No es cierto que “la posición más clara en relación con la guerra sigue siendo la socialista revolucionaria” durante la Primera Guerra Mundial. Fue muy valiosa en su momento, para las clases trabajadoras de Rusia y de Europa. Fracasó en China, donde los comunistas tomaron caminos bien distintos, creando bases rojas liberadas por el ejército campesino, proceso que siguieron otros pueblos del sur.

Los eurocentristas creen comprender lo que sucede en América Latina y consideran nuestras luchas como “laboratorios” que confirmarían sus elucubraciones. Algunos de ellos se sienten “teóricamente desarmados” frente a la guerra, pero no quieren aprender de las experiencias de pueblos que sobreviven a cinco siglos de masacres y exterminios. Sólo atienden la producción teórica de las academias y de las izquierdas que se referencian en los estados-nación, o sea, a la colonialidad del poder.

Me parece necesario reflexionar sobre cómo los pueblos de raíz maya organizados en el EZLN han desarticulado el matrimonio revolución-guerra, que tantos daños nos hizo en el pasado inmediato, y tan malos resultados obtuvo.

Ya no es posible ignorar quiénes fueron exterminados en las guerras centroamericanas, y cómo las vanguardias se reposicionaron en la legalidad, abandonando a los pueblos que usaron (sí, usaron) para su guerra “revolucionaria”.
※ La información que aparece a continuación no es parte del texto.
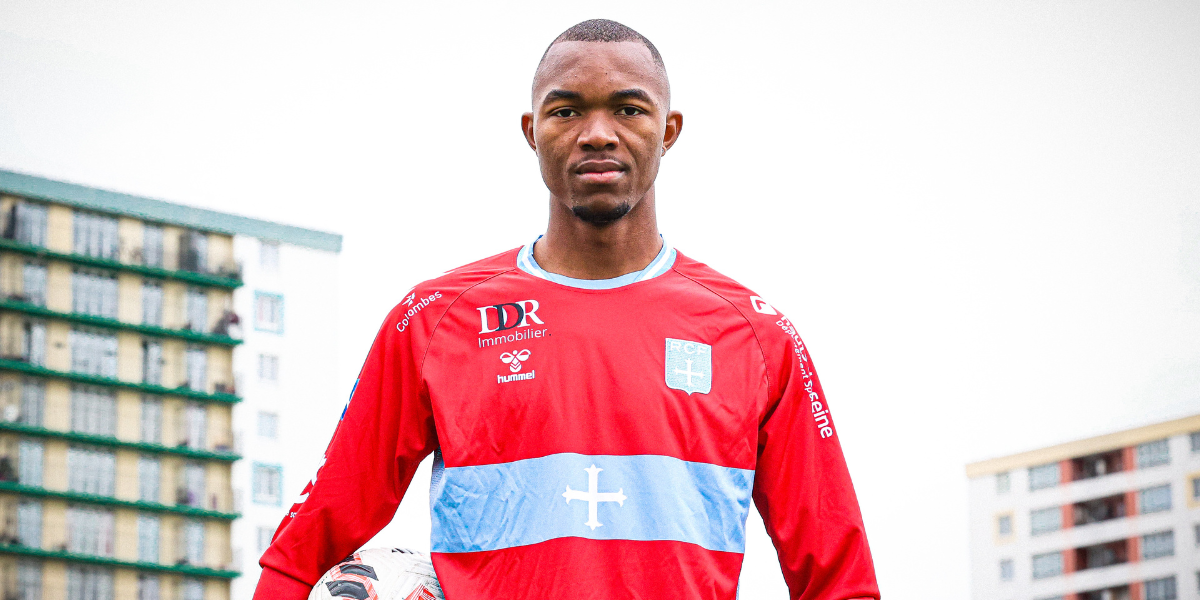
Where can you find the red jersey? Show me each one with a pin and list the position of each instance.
(595, 439)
La decisión de encarar la resistencia civil pacífica para enfrentar la guerra asimétrica y de exterminio del Estado mexicano, es una determinación estratégica, pero no tiene la menor relación con el pacifismo, si algo he comprendido del zapatismo. Se trata de una lectura desde abajo, desde los pueblos, de los desafíos que nos está lanzando el ­sistema.